According to CBC, the 1980s saw more than 80,000 wildfires start in Canada. Since then, the number each decade has declined, to about 60,000 between 2010 and 2019.

But note we're talking about fire starts, not the size of the blazes. I think the decline is due mainly to public service warnings. We'll never know how many fires didn't begin because somebody made sure all the embers were cold as they left their campsite, or decided not to set their brush pile alight, or concluded it was too dry and windy to set off fireworks. 

The problem is, the fires that are starting tend to be larger. The CBC report notes that acreage burned in Canadian wildfires has slowly increased since the 1970s. 

A warmer world is often a drier world. Sure, there's more intense rain storms. But when the rain stops, evaporation is usually more efficient when it's hotter out. Things dry out more quickly, leading to the conditions that can create out of control wildfires. 

Haze from Canadian wildfire smoke on May 23 obscures a 
Lake Champlain view from South Burlington, Vermont.

Canadian environmental officials also say that climate change is leading to more lightning strikes across much of that nation. That's precisely the problem that started the chaos this month that originated in Quebec. 

Climate change skeptics also point out there used to be epic fires -  much bigger than current blazes - in Canada and the U.S. a century ago. That's also true. But a century ago, you didn't have armies of firefighters and flocks of planes and helicopters dropping tons of water and fire retardant on those wildfires.

To repeat: Climate change did not directly cause the onslaught of fires in Canada. Lightning, human error and probably a few arsonists started the blazes.  There probably would have been a bunch of wildfires in Canada this year with or without climate change.
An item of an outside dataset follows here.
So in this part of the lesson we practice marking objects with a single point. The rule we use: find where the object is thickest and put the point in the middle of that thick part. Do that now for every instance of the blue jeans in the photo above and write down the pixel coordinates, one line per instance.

But the warming world probably made a hot, dry Canadian spring hotter and drier than it otherwise would have been. Which means the fires were probably worse than they otherwise would have been.

It's pretty much impossible to measure how much worse the fires became because of climate change. But the trend line is bad, since we're only going to get hotter. And weather extremes will keep getting more extreme.

ATTENTION GRABBER

As noted, the smoke really captured a lot of attention. It was the first time in memory that so much of the eastern United States was choking on smoke. 

The Washington Post went with this in a June 10 article:

"The East Coast, along with the rest of the planet, has entered a new fire era or - a Stephen Pyne, an emeritus professor at Arizona State University calls it - the "Pyrocene."

That assessment is a little melodramatic, in my opinion. But it does point to the fact that different parts of the nation - and the world for that matter - have increasingly seen a lot more of these smoky days in recent years. 

With Canadian fires not expected to end until at least this fall, we can look forward to more smoky days, too.

But will this change anything? 

I doubt it. 

That millions of people in the eastern U.S. endured dangerous wildfire smoke was the talk of the town. And probably made climate change hit home for more people. But politics is stalemated in a way I can't recall in my 60 years.

It's tribal. It's the "religion" on one side to stop climate change now, or at least mitigate it, by, I don't know, walking out onto highways and blocking traffic. The "religion" on the other side is that climate change activists and experts are trying to take away all our "freedoms," whatever that means. 

The sensible group is probably the minority. We do need to shift away from fossil fuel consumption now if not sooner. If only entrenched interests and lobbyists in certain industries, oil and gas chief among them would get out of the way, we could probably make more progress.

But we don't live in that world, unfortunately.  Which leaves for the younger generation a worse future than there needs to be.